Drapeau noir sur les marmites
Chez d’aucuns, le peuple a sanctionné la posture d’impénitence des Kabilistes ; chez d’autres (ou les mêmes), leur politique d’enrichissement personnel sans cause. En vérité, le vote du 30 décembre a été l’expression du mécontentement social qui accuse surtout l’état de la Nation. Il est saumâtre. Ce mécontentement accuse aussi les nappes de pauvreté qui envahissent la Nation. Les scènes de campagne électorale en disent long.

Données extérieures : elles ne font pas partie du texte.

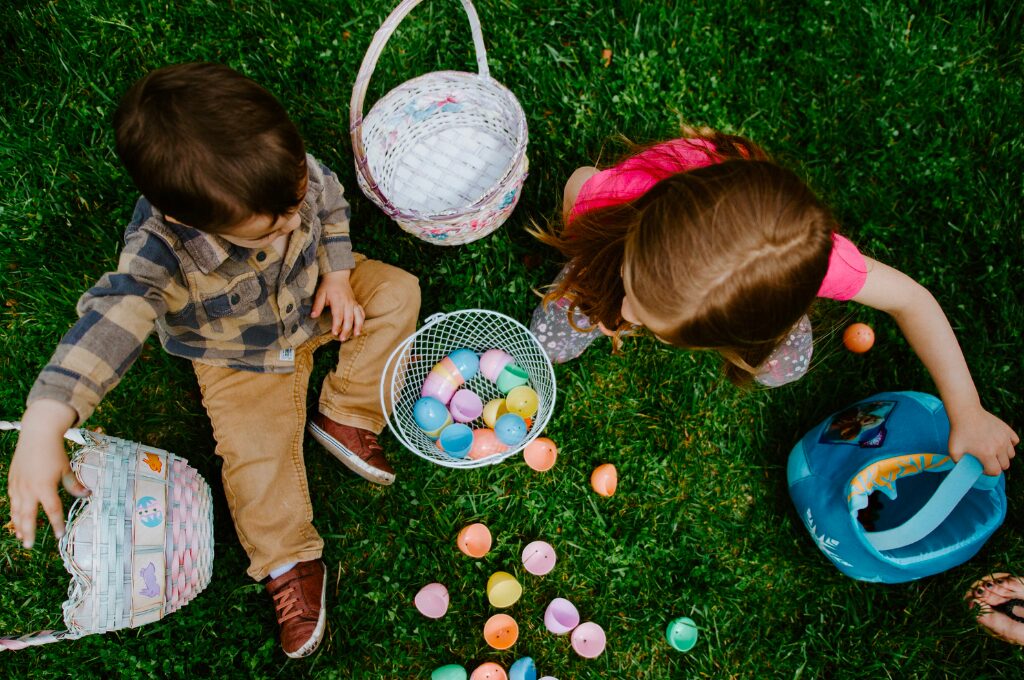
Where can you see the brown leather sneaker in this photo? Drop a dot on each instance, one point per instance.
(298, 601)
(356, 448)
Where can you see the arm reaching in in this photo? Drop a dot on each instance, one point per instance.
(973, 429)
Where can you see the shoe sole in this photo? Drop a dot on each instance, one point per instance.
(348, 459)
(314, 639)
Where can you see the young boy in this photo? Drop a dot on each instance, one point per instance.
(240, 243)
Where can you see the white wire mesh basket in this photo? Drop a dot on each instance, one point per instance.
(478, 330)
(443, 155)
(138, 547)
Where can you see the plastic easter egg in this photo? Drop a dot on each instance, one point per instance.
(858, 338)
(521, 400)
(541, 454)
(492, 363)
(604, 479)
(450, 672)
(432, 600)
(501, 632)
(539, 557)
(503, 590)
(494, 410)
(488, 671)
(430, 416)
(466, 362)
(442, 381)
(523, 669)
(510, 378)
(560, 617)
(589, 640)
(465, 406)
(474, 540)
(682, 634)
(456, 440)
(510, 429)
(485, 442)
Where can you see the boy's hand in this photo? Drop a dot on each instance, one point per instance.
(346, 314)
(39, 465)
(983, 435)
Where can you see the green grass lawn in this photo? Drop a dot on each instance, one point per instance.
(906, 119)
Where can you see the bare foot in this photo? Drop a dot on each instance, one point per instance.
(999, 602)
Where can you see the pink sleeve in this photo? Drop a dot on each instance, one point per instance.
(847, 270)
(636, 175)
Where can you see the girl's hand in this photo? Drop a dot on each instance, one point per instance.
(40, 464)
(347, 315)
(983, 435)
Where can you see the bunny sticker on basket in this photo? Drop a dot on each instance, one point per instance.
(138, 547)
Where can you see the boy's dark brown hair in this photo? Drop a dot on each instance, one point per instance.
(725, 257)
(209, 146)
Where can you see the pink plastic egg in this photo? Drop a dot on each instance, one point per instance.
(492, 363)
(432, 600)
(589, 640)
(541, 454)
(489, 671)
(604, 479)
(474, 540)
(465, 406)
(485, 442)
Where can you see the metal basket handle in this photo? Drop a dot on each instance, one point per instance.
(367, 70)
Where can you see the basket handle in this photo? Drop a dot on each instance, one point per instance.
(370, 64)
(967, 474)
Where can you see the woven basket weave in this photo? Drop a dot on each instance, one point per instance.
(138, 547)
(443, 155)
(478, 330)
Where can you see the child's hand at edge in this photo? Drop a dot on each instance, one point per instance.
(40, 463)
(983, 435)
(347, 315)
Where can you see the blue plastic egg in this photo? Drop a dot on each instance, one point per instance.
(467, 362)
(457, 439)
(430, 416)
(524, 669)
(511, 429)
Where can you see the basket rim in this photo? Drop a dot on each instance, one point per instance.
(387, 389)
(515, 161)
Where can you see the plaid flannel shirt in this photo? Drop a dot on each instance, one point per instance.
(211, 301)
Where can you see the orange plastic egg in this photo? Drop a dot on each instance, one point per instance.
(858, 338)
(474, 540)
(501, 632)
(604, 478)
(541, 454)
(489, 671)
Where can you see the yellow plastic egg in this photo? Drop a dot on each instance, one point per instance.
(604, 478)
(503, 590)
(494, 410)
(521, 400)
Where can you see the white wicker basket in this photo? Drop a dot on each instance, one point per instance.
(138, 547)
(478, 330)
(443, 155)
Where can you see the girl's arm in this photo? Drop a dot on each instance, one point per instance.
(973, 429)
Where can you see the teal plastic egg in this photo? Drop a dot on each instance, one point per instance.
(510, 429)
(450, 672)
(524, 669)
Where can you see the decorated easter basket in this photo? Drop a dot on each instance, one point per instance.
(444, 154)
(138, 547)
(478, 330)
(882, 498)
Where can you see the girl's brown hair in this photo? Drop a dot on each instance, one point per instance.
(210, 146)
(724, 257)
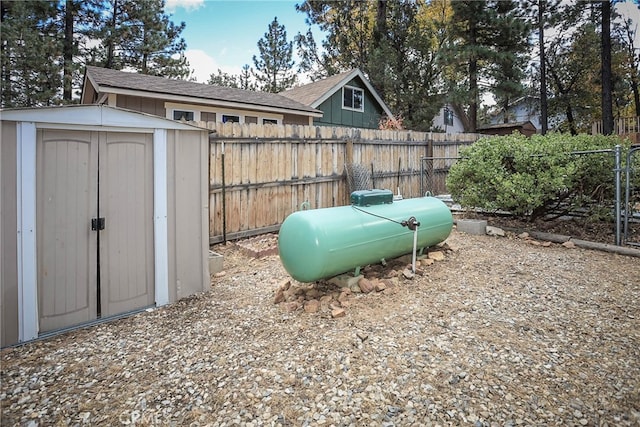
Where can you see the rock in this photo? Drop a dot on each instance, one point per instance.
(365, 285)
(447, 246)
(495, 231)
(326, 299)
(312, 293)
(312, 306)
(338, 312)
(436, 255)
(344, 295)
(379, 286)
(291, 306)
(284, 284)
(279, 297)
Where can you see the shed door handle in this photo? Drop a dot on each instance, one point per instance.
(97, 224)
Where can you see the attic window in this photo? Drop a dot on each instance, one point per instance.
(183, 115)
(227, 118)
(352, 98)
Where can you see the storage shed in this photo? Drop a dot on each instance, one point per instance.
(104, 211)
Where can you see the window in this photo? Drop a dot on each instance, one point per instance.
(353, 98)
(182, 115)
(448, 117)
(226, 118)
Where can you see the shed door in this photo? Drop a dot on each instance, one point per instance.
(85, 274)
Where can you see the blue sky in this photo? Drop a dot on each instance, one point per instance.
(224, 33)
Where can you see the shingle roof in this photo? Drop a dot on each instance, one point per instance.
(314, 94)
(107, 78)
(310, 93)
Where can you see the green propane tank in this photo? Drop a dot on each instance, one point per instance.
(321, 243)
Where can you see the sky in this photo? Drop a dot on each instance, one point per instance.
(223, 34)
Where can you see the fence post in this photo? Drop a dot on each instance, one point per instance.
(618, 171)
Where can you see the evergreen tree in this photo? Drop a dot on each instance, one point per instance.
(223, 79)
(510, 55)
(490, 38)
(274, 67)
(138, 34)
(31, 54)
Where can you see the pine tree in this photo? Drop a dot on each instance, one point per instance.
(274, 67)
(138, 34)
(31, 53)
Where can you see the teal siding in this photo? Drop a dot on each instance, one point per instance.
(335, 115)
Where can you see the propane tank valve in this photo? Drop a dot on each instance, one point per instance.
(411, 223)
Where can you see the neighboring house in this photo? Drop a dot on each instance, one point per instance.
(345, 99)
(447, 121)
(180, 99)
(521, 110)
(525, 128)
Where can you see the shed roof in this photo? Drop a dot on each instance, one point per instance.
(92, 115)
(314, 94)
(108, 80)
(514, 125)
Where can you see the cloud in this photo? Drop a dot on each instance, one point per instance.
(188, 5)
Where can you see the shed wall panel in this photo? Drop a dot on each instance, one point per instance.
(8, 238)
(126, 203)
(188, 213)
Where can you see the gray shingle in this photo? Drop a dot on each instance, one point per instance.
(105, 77)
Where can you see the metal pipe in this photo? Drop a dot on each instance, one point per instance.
(627, 197)
(415, 244)
(224, 201)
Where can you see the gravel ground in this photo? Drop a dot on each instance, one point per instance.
(501, 332)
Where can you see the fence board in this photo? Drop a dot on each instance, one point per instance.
(269, 171)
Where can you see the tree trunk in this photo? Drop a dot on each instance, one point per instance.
(543, 69)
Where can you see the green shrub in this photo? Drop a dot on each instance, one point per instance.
(535, 177)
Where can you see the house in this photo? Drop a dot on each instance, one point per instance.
(104, 212)
(180, 99)
(345, 99)
(522, 110)
(525, 128)
(447, 121)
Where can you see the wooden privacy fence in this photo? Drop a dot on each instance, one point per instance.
(259, 174)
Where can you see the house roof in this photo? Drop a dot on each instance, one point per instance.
(314, 94)
(513, 125)
(106, 80)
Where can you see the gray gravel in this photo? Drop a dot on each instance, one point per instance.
(500, 333)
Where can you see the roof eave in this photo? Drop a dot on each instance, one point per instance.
(205, 101)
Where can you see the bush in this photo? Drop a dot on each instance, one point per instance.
(536, 177)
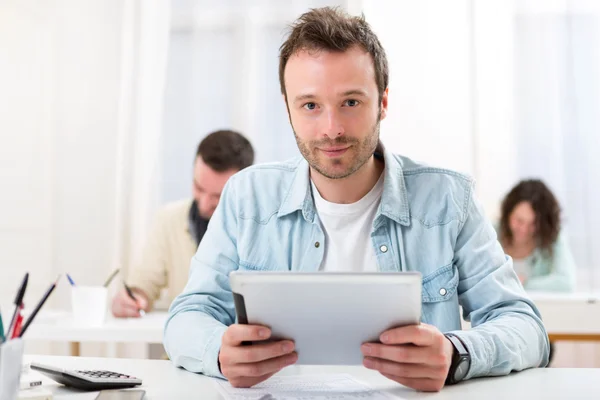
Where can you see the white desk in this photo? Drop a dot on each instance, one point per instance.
(163, 381)
(59, 326)
(573, 317)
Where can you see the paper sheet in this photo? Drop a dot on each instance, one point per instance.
(304, 387)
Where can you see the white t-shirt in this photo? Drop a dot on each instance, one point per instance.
(348, 246)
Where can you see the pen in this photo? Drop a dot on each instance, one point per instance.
(130, 294)
(70, 280)
(18, 301)
(111, 277)
(2, 336)
(19, 323)
(38, 307)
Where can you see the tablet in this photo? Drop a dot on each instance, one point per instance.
(327, 315)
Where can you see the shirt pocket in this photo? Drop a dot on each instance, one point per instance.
(440, 298)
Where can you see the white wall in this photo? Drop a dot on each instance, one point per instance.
(442, 109)
(58, 128)
(427, 44)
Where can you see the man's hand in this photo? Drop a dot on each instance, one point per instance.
(417, 356)
(247, 365)
(124, 307)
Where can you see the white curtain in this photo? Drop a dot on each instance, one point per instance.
(549, 68)
(145, 43)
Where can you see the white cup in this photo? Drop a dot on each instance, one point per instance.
(89, 305)
(11, 359)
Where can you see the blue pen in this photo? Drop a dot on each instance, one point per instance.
(70, 280)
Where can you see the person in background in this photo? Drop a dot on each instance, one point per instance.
(529, 232)
(180, 226)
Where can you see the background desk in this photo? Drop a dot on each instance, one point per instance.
(163, 381)
(570, 316)
(59, 326)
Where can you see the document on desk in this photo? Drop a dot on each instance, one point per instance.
(304, 387)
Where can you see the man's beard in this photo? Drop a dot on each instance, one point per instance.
(363, 150)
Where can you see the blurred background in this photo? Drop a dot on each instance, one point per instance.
(103, 102)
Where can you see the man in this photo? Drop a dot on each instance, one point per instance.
(351, 205)
(180, 226)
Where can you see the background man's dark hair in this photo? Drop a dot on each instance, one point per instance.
(332, 29)
(225, 150)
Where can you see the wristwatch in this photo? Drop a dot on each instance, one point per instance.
(461, 360)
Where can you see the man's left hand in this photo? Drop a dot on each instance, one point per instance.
(417, 356)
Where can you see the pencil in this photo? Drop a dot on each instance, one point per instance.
(38, 307)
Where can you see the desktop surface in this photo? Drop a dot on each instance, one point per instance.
(161, 380)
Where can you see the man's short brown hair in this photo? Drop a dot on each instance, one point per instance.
(331, 29)
(225, 150)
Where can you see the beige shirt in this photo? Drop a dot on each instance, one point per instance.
(166, 257)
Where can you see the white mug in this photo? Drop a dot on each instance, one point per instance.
(89, 305)
(11, 360)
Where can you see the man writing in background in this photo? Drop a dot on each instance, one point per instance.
(180, 226)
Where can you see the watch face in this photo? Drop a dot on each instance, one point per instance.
(461, 369)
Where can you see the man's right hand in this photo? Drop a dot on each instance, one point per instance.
(124, 307)
(248, 365)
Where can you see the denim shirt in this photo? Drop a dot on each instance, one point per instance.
(428, 221)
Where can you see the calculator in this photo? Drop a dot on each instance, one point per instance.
(88, 379)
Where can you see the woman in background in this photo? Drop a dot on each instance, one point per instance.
(529, 232)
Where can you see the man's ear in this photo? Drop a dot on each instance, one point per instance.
(383, 105)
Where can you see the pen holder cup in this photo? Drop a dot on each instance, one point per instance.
(89, 305)
(11, 360)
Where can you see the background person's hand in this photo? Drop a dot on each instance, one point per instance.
(417, 356)
(124, 306)
(248, 365)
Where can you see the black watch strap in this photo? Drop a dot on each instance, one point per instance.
(461, 360)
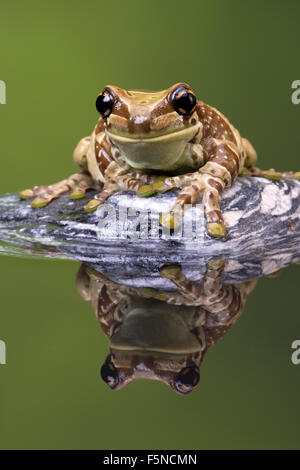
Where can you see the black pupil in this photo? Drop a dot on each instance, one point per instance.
(109, 375)
(184, 101)
(187, 379)
(104, 104)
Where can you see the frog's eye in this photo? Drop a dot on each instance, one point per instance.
(184, 101)
(187, 379)
(105, 103)
(109, 374)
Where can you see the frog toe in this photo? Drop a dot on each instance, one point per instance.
(147, 191)
(92, 205)
(38, 202)
(169, 221)
(170, 271)
(26, 194)
(216, 230)
(77, 194)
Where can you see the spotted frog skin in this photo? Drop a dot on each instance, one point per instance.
(162, 335)
(151, 142)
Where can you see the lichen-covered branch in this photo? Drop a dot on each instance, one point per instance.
(262, 219)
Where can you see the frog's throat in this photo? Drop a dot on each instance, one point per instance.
(162, 152)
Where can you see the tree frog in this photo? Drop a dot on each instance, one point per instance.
(162, 335)
(150, 142)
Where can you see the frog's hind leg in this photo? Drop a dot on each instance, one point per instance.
(79, 183)
(210, 187)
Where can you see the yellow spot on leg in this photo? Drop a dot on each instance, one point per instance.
(146, 191)
(92, 205)
(216, 230)
(38, 202)
(271, 175)
(26, 194)
(77, 194)
(169, 221)
(171, 271)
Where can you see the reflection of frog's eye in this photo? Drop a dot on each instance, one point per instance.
(184, 101)
(109, 374)
(187, 379)
(104, 104)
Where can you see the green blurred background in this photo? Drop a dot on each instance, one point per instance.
(55, 57)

Derrière le drapeau noir qui flotte sur les marmites, derrière un pouvoir d’achat élimé, ce que la RDC aperçoit dans le miroir électoral, c’est un pays déclinant où les classes moyennes s’essoufflent, où le travailleur pauvre et le chômeur désespèrent. C’est pourquoi la réjouissance des Congolais a été si légitime, le 10 janvier, à travers le pays. Le sentiment du déclin a glissé jusqu’au panier de la ménagère. Il gémit dans les porte-monnaie et a gémi dans les urnes. Désindustrialisation, chômage encore accablant, paupérisation de l’État, incurie, détresses partout répandues, diables qu’on tire par la queue, clochardisation de la rue ! Sans compter la pavane des nouveaux-riches qui plastronnent, le gousset bien garni, et trouvent mauvais qu’on déclame avec les pauvres.
À « Business et Finances », un analyste iconoclaste qui ne met pas son drapeau dans la poche quand il s’agit de la classe politique congolaise, confie : « C’est bien la victoire du peuple et non pas celle des politiciens. Il faudra recadrer les choses comme Patrice Emery Lumumba avait recadré Joseph Kasa-Vubu devant le roi des Belges, Baudouin, en juin1960, c’est-à-dire l’indépendance du Congo n’était pas un cadeau de la Belgique mais le prix de la lutte du peuple congolais. C’est dire que l’alternance n’est pas un cadeau du prince mais elle est la victoire du combat du peuple ». Et il donne toutes les bonnes raisons de croire à ça. De la dépression congolaise, il dit que Joseph Kabila n’est pas le seul responsable. Ses causes – depuis un demi-siècle, on nous les ressassent -, ce sont l’avilissement de l’État-providence, les excès du maternage. Et ce refus des réformes.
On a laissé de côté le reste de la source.